学園の廊下に立つ彼は、以前と変わらない装いをしていた。
背筋は伸び、身なりも整っている。けれど、その表情には、どこか落ち着きのなさが滲んでいる。
「久しぶりだな、レイナ」
親しげな口調。
まるで、何事もなかったかのような声音。
「……何の用ですか」
自分でも驚くほど、声は静かだった。
アルヴィンは一瞬だけ眉を上げ、それから困ったように笑った。
「いや、少し話がしたくてね。ほら……いろいろ、状況が変わっただろう?」
状況。
その言葉が、胸に刺さる。
彼は続ける。
「マリエの件も、結果的には白紙だ。婚約も、家同士の話も……全部、な」
だから、と。
その先を言わずとも、意味は伝わってきた。
復縁。
それを、選択肢の一つとして差し出しているつもりなのだ。
表情を変えない私にアルヴィンは、ほんの一瞬だけ視線を逸らした。そして、追い打ちとばかりにこう続けた。

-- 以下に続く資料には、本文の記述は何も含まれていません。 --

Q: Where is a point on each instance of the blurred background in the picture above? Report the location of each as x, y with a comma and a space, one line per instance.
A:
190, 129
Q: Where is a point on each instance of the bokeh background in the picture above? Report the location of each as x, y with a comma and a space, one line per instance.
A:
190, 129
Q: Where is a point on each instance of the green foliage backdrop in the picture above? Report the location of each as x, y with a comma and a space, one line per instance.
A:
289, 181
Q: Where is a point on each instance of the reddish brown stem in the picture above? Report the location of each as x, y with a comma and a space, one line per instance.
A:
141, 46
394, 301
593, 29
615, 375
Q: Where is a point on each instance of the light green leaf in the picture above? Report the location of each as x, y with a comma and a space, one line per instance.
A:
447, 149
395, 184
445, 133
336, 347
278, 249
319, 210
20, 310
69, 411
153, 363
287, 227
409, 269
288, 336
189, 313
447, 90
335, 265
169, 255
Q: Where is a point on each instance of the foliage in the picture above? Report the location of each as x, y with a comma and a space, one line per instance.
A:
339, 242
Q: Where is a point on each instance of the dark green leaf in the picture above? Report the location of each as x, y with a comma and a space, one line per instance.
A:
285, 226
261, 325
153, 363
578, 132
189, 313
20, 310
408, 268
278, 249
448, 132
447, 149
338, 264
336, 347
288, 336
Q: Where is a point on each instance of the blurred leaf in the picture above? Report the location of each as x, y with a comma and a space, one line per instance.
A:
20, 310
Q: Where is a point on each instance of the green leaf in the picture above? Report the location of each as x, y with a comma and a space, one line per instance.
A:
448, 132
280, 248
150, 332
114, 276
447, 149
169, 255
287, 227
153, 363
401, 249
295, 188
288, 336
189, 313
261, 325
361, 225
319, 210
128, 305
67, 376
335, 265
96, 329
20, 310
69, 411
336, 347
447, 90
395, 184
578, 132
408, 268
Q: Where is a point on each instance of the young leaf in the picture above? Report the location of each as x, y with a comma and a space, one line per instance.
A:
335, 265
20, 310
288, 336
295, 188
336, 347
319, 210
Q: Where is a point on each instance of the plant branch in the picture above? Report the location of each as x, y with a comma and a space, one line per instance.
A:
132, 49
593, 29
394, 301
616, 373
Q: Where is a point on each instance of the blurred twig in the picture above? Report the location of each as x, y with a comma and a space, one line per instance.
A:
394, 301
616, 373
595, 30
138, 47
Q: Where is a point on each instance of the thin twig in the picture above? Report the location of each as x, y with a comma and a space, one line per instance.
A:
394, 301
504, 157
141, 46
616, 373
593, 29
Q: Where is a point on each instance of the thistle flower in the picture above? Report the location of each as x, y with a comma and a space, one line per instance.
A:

「……そうだ。君には、一応伝えておいた方がいいと思ってね」
その口調は、配慮というよりも、報告だった。
「マリエの件だ。子ども――あまり、状態が良くないらしい」
胸の奥が、わずかに冷える。
「医師の話では、このまま順調にいく保証はないそうだ。
……産めない可能性も、否定できないってさ」
言葉の選び方は慎重なのに、感情が伴っていない。
事実を並べているだけの声だった。
「正直に言うよ」
アルヴィンは声を落とし、周囲を気にする素振りを見せた。
「僕は……ほっとしている」
胸の奥で、何かが音を立てて崩れた。
「生まれてくる子に罪はない。それは分かっている。でもね」
彼は、ため息混じりに言う。
「誰からも望まれず、幸せにならない未来が見えている子供を、無理にこの世に引き留めるのが正しいとは思えなくてさ」
あまりにも軽い口調だった。
命を語るには、あまりにも無責任で、他人事で。
まるで、それが自然な判断だとでも言うように。
「……残念だけど」
その一言が、決定的だった。
気づけば、私は立ち止まっていた。
胸の内に湧き上がる感情は、怒りだけではない。
失望でもない。
ただ、深く、冷たい確信。
――この人は、何も変わっていない。
「アルヴィン様」
私は、彼の名を静かに呼んだ。
その声に、彼は少しだけ安心したように表情を緩める。
「今の話、本気で言っているのですか」
「本気も何も……現実的な話だろう?」
その瞬間。
私の中で、何かがはっきりと切り替わった。
「あなたは」
一歩、踏み出す。
「自分が捨てた責任が、都合よく消えてくれることを、喜んでいるだけです」
アルヴィンの表情が、わずかに強張る。
「……言い方がきついな」
「いいえ。足りないくらいです」
声は震えていない。
以前のおどおどした私ではない。
「生まれてくる子に罪はない、と言いながら、その命の重さから目を逸らしている。望まれないから不幸だと、勝手に決めつけている」
彼は、何か言い返そうとして口を開いたが、言葉が続かなかった。
「それは、あなた自身の弱さです」
はっきりと告げる。
「私は――そんな考え方をする人と、二度と人生を共にするつもりはありません」
沈黙が落ちた。
アルヴィンは、しばらく私を見つめていたが、やがて視線を逸らした。
「……変わったな、レイナ」
「ええ」
私は頷く。
「あなたのおかげで」
それ以上、話すことはなかった。
私は彼に背を向け、廊下を歩き出す。
足取りは、驚くほど迷いがなかった。
向かう先は、決まっている。
マリエ・ルフォールが療養している屋敷。
彼女は、私を憎み、陥れ、そして――すべてを失った。
それでも。
今、命の瀬戸際にあるのは、彼女の中にいる小さな存在だ。
私は、深く息を吸った。
これは、研究の成果を示すためではない。
評価のためでも、証明のためでもない。
ただ、人として。
助けを求める声に、背を向けないために。